Non dans cette froide nuit -décalée au 15 novembre- dans les rues de la cité médiévale de Molsheim, les enfants entourant Saint Martin sur son cheval vêtu de sa chlamyde rouge, portant son épée,  croisent une tradition ancestrale, ils renouent sans qu’eux-mêmes ou leurs pédagogues ne s’en aperçoivent avec les traditions les plus reculées de la magie de la nuit que l’on tente de briser,  si l’on porte son regard encore un peu plus loin vers l’évangélisateur de la Gaule  (même s’il ne fut pas si influent que cela en Alsace, qui doit plus à Saint-Florent et à Saint-Fridolin, et même aux plus anciennes croyances de la nuit et de l’hiver.


Réjouit aussi car Saint-Martin était jadis, outre le coup de départ de carnaval pour les Rhénans (11-11 à 11 h 11), le départ du temps de l’Avent.

 

Trop tôt ? A en juger par les commerces  il ne semble pas, qui distribuent catalogue de jouets à profusion dès avant le 20 octobre (une semaine plus tôt chaque année, le chaland s’interroge Noël tomberait-il le 25 novembre cette année ?

 

Ai-je oublié quelque nouveauté calendaire imposée par le gouvernement ?) Et sur ce point  aussi, on rejoint  l’Avent progressif qui débutait si tôt.

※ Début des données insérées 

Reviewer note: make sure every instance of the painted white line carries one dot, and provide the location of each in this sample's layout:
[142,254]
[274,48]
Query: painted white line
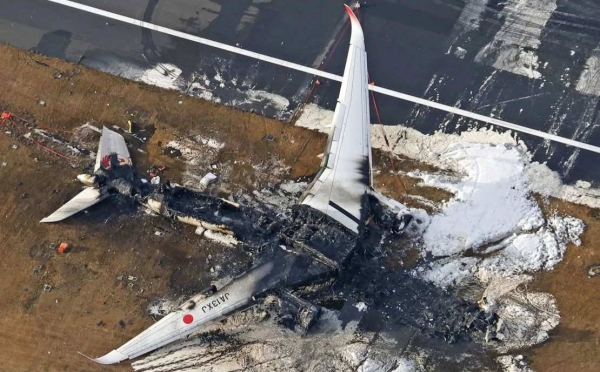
[326,75]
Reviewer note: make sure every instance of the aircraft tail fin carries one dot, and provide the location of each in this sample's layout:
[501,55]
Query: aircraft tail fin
[345,176]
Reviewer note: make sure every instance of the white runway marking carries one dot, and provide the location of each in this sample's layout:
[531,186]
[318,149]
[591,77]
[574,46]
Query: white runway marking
[326,75]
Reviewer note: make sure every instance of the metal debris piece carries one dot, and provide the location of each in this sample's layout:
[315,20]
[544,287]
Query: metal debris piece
[593,270]
[200,230]
[208,179]
[38,269]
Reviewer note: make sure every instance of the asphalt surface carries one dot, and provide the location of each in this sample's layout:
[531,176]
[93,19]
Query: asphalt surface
[448,51]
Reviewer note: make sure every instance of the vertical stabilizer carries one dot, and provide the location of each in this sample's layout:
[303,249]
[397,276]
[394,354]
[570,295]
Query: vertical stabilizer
[345,175]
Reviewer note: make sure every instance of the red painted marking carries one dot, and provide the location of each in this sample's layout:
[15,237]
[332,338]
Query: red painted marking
[105,162]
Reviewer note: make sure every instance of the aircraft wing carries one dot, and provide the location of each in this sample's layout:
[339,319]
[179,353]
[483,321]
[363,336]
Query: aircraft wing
[345,174]
[85,199]
[183,322]
[111,143]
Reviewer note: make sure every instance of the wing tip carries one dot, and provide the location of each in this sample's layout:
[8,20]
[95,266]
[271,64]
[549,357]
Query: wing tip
[111,358]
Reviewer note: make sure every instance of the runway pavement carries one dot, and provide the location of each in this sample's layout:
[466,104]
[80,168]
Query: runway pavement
[531,62]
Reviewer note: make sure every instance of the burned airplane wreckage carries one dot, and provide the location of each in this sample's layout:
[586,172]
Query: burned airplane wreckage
[339,215]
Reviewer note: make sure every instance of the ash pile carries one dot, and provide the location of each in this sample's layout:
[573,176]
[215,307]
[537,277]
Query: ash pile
[335,302]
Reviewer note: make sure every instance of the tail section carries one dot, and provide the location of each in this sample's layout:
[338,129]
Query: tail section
[345,176]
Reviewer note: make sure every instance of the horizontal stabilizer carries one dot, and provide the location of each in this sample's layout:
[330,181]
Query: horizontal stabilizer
[85,199]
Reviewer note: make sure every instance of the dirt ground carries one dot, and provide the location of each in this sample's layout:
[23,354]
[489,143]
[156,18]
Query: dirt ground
[91,311]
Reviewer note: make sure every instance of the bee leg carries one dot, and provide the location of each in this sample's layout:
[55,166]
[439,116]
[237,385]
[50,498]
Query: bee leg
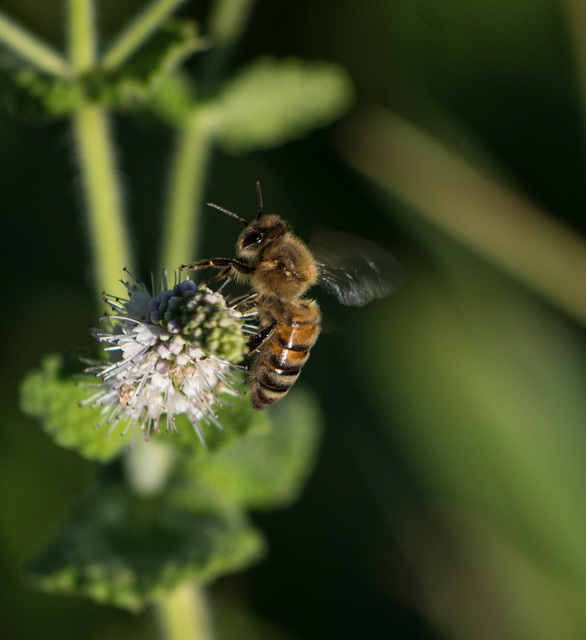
[255,341]
[219,263]
[220,276]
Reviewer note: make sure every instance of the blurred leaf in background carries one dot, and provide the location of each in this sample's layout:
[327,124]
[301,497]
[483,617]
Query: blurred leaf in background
[448,501]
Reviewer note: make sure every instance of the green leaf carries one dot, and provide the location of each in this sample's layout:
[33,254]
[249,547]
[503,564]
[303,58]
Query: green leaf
[265,468]
[237,418]
[25,91]
[28,93]
[53,396]
[271,102]
[127,551]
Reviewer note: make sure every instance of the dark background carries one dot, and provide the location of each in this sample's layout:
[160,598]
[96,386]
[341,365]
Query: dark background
[447,501]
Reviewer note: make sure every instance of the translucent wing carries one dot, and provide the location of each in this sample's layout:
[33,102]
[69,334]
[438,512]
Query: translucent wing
[353,269]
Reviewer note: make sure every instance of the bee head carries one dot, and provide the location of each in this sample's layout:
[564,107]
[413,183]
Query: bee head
[258,235]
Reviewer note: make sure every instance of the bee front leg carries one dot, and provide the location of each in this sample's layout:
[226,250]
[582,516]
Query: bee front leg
[256,341]
[218,263]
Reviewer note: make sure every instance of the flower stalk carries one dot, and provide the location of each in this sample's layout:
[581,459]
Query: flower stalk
[138,31]
[186,185]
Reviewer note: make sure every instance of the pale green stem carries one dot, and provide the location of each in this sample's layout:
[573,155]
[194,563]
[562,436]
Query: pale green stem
[186,184]
[227,21]
[184,615]
[102,192]
[29,47]
[82,35]
[138,31]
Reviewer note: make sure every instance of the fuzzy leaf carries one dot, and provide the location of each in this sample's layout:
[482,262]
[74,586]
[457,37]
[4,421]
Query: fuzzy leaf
[28,93]
[266,468]
[272,101]
[127,551]
[24,91]
[53,396]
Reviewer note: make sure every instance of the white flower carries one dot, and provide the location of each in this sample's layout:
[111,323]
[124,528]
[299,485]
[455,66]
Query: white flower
[177,351]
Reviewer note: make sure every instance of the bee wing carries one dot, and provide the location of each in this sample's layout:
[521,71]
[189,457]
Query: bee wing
[353,269]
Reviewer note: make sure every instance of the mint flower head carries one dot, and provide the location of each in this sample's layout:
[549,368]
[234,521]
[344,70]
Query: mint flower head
[177,351]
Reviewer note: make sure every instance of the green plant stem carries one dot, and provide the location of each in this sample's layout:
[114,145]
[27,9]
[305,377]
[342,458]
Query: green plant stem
[186,184]
[102,192]
[226,24]
[138,31]
[184,615]
[82,35]
[31,48]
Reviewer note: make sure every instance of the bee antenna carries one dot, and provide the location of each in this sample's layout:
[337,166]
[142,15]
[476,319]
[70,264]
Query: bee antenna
[259,194]
[228,213]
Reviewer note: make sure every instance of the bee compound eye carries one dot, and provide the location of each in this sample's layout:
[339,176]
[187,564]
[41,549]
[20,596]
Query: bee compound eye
[253,237]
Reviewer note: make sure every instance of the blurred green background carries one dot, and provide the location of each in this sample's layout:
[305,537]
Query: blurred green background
[449,499]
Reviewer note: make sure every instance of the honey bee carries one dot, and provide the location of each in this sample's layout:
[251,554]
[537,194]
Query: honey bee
[280,268]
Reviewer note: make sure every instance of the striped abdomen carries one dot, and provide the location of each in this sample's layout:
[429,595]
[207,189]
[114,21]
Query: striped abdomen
[284,352]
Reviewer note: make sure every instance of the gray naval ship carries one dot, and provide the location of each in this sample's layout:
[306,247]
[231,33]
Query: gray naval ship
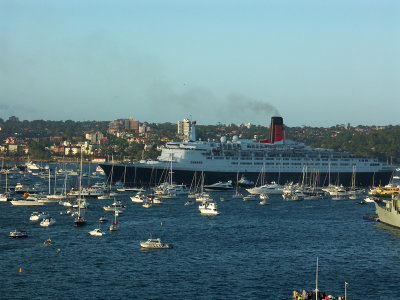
[388,211]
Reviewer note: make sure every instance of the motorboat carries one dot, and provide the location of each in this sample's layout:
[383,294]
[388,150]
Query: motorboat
[270,189]
[219,186]
[96,232]
[26,202]
[208,208]
[138,198]
[48,221]
[104,197]
[203,197]
[103,219]
[117,205]
[369,199]
[244,182]
[250,198]
[148,203]
[4,197]
[79,221]
[157,200]
[16,234]
[37,216]
[154,244]
[130,189]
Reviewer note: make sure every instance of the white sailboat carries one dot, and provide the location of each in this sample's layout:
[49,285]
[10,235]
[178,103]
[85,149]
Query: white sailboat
[80,219]
[114,226]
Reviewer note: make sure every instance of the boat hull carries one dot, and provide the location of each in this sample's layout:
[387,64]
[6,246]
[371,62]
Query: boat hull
[144,175]
[386,213]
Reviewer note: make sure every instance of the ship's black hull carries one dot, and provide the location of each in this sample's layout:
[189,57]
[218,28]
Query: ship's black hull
[142,176]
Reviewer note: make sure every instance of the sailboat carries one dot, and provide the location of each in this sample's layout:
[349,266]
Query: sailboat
[354,193]
[97,231]
[271,189]
[237,194]
[4,197]
[114,226]
[79,219]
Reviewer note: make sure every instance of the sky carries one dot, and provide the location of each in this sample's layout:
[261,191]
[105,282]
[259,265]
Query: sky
[315,63]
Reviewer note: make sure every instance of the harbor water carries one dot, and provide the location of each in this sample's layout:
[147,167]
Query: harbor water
[248,251]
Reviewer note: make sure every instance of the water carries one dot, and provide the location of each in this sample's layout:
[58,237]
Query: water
[249,251]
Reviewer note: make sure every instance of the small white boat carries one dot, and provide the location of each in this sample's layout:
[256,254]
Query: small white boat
[369,199]
[4,197]
[155,244]
[219,186]
[148,203]
[203,197]
[96,232]
[26,202]
[115,206]
[208,208]
[46,222]
[263,202]
[114,226]
[16,234]
[250,198]
[138,198]
[37,216]
[157,200]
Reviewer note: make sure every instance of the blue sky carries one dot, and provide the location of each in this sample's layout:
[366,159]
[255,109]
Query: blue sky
[315,63]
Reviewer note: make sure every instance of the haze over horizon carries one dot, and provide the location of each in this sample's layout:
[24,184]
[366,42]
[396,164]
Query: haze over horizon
[314,63]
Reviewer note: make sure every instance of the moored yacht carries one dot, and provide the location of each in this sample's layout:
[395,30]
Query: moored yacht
[18,234]
[208,208]
[219,186]
[96,232]
[138,198]
[155,244]
[48,221]
[37,216]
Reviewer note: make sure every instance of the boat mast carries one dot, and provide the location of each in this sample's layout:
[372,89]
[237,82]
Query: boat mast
[55,180]
[49,182]
[316,282]
[80,188]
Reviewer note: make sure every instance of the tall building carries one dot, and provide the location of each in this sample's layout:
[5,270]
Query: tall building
[128,124]
[131,124]
[184,129]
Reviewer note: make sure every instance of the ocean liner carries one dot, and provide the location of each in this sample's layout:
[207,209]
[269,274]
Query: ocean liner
[276,158]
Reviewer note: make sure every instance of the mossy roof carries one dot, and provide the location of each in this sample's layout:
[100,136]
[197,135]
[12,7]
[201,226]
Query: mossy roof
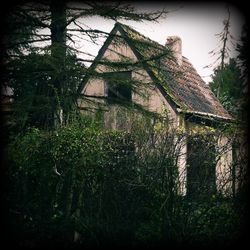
[181,85]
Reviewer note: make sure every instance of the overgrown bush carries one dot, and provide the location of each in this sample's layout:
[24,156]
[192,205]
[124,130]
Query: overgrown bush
[91,186]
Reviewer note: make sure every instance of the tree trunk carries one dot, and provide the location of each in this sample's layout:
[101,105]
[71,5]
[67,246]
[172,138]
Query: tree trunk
[58,56]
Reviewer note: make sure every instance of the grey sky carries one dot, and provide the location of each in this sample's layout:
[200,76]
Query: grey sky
[196,24]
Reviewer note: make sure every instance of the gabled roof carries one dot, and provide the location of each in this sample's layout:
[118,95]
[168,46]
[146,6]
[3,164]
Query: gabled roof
[181,85]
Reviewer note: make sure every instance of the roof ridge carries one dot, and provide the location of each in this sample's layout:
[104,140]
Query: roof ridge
[137,32]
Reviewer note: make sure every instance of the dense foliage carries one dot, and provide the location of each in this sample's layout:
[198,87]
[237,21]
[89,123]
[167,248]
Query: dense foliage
[90,186]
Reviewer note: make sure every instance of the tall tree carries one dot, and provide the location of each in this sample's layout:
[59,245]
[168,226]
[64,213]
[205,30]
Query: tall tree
[228,81]
[52,22]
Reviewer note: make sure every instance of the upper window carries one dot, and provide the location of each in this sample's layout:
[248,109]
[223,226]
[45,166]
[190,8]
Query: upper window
[119,86]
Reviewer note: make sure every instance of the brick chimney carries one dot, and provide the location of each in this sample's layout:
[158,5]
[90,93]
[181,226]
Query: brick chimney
[175,45]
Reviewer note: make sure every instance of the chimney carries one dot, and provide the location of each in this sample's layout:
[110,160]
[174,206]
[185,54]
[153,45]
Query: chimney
[174,44]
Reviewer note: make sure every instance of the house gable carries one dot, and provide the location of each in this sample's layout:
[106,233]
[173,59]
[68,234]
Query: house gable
[94,85]
[181,86]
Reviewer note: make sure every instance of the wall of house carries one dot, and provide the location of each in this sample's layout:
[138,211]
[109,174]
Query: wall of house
[146,94]
[149,96]
[224,174]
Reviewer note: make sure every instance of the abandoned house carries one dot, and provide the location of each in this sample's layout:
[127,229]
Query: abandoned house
[176,88]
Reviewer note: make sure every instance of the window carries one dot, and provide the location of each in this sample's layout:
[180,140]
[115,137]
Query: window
[201,165]
[118,86]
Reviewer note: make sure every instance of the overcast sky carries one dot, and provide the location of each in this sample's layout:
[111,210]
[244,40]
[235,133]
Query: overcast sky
[196,24]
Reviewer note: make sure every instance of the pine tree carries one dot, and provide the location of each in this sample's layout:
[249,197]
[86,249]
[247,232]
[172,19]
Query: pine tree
[38,41]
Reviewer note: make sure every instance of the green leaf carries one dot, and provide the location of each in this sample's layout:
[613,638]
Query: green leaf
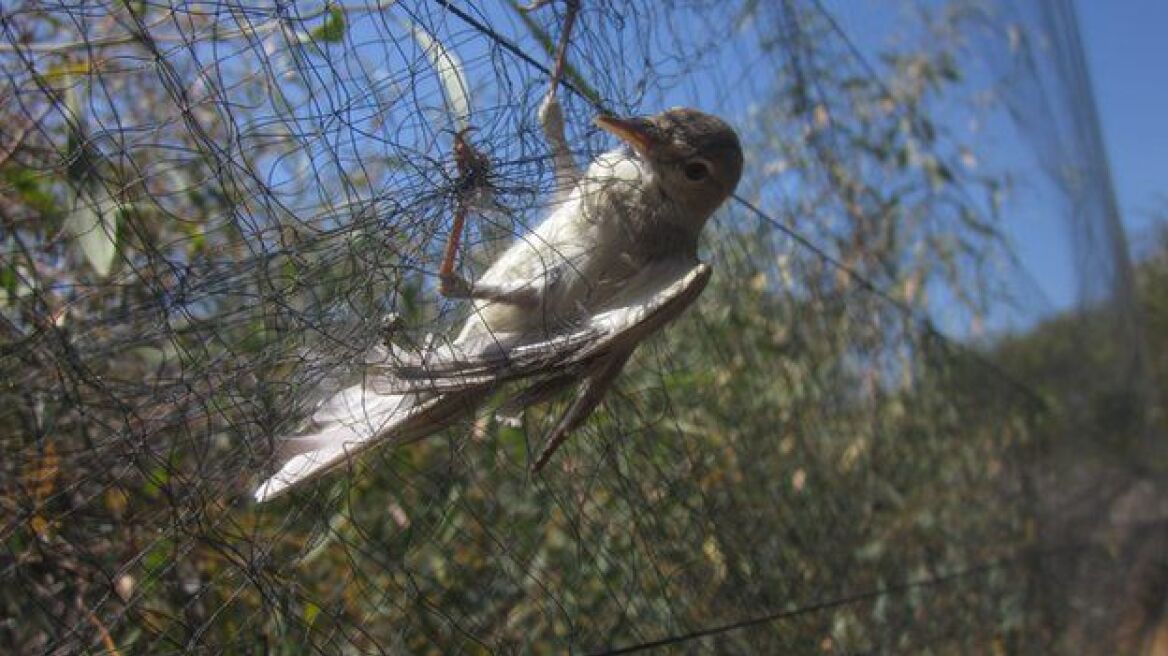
[333,29]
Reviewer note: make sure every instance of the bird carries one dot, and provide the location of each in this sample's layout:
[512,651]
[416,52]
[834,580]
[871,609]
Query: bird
[564,306]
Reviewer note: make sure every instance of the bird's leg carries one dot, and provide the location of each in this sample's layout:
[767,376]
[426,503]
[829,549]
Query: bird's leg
[551,116]
[473,169]
[591,393]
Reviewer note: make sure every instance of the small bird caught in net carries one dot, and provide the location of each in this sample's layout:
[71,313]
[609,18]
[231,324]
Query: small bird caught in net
[426,326]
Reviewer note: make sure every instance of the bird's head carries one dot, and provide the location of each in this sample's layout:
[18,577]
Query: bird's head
[696,156]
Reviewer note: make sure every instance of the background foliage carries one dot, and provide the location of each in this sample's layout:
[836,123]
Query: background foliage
[209,208]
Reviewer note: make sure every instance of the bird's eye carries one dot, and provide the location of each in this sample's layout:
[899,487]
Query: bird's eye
[696,171]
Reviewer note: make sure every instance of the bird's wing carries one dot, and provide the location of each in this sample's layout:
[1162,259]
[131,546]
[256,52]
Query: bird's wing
[355,419]
[412,399]
[649,300]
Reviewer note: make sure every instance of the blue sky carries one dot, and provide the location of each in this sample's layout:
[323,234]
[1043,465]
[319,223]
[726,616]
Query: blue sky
[1127,54]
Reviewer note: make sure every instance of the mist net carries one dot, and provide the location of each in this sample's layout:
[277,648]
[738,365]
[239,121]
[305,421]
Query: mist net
[213,213]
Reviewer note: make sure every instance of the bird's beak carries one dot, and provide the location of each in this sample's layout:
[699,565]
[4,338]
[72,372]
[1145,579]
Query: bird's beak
[637,132]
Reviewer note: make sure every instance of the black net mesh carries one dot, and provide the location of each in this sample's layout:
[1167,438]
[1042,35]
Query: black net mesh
[856,441]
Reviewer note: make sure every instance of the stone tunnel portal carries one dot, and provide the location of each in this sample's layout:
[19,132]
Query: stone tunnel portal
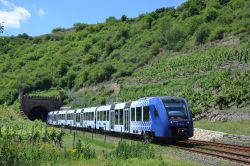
[39,113]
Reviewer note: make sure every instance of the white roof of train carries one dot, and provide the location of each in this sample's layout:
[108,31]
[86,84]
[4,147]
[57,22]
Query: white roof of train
[90,109]
[79,110]
[104,108]
[120,106]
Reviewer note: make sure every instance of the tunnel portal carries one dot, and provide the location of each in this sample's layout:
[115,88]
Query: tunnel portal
[37,107]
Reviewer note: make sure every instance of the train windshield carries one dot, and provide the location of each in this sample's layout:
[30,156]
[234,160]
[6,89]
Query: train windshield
[175,108]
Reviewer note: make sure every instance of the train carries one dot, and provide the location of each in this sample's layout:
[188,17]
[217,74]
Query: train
[165,117]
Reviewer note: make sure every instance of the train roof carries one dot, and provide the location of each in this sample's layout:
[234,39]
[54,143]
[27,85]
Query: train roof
[171,98]
[90,109]
[104,108]
[79,110]
[120,106]
[70,111]
[62,112]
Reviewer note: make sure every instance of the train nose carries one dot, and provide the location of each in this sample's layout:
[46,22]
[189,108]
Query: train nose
[182,131]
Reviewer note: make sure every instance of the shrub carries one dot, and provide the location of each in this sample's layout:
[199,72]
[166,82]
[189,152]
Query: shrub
[202,34]
[139,150]
[211,14]
[218,34]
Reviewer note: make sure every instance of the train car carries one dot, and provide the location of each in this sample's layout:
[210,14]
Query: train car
[153,117]
[116,117]
[102,117]
[50,117]
[61,118]
[170,118]
[89,117]
[70,117]
[78,118]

En fait, l’époque contemporaine a désacralisé la fête, Noël est fêté bien avant Noël, déstructuré comme la nouvelle cuisine, on dévore des bredele, les Stolle,  on vide la calendrier de l’avent rempli de bières, de jouets ou de préservatifs (véridique !) dès le 3, on apprécie les décorations, on monte sapin le 6 décembre,  et la fête elle-même s’en trouve désacralisée, comme déshabillée.


S’il lui restait sa substantif moëlle, la naissance de Sauveur, Dieu venu dans le Monde, ce serait un mieux,  ôter le papier pour mieux apprécier son cadeau. Apprécier le coeur et le centre de la fête.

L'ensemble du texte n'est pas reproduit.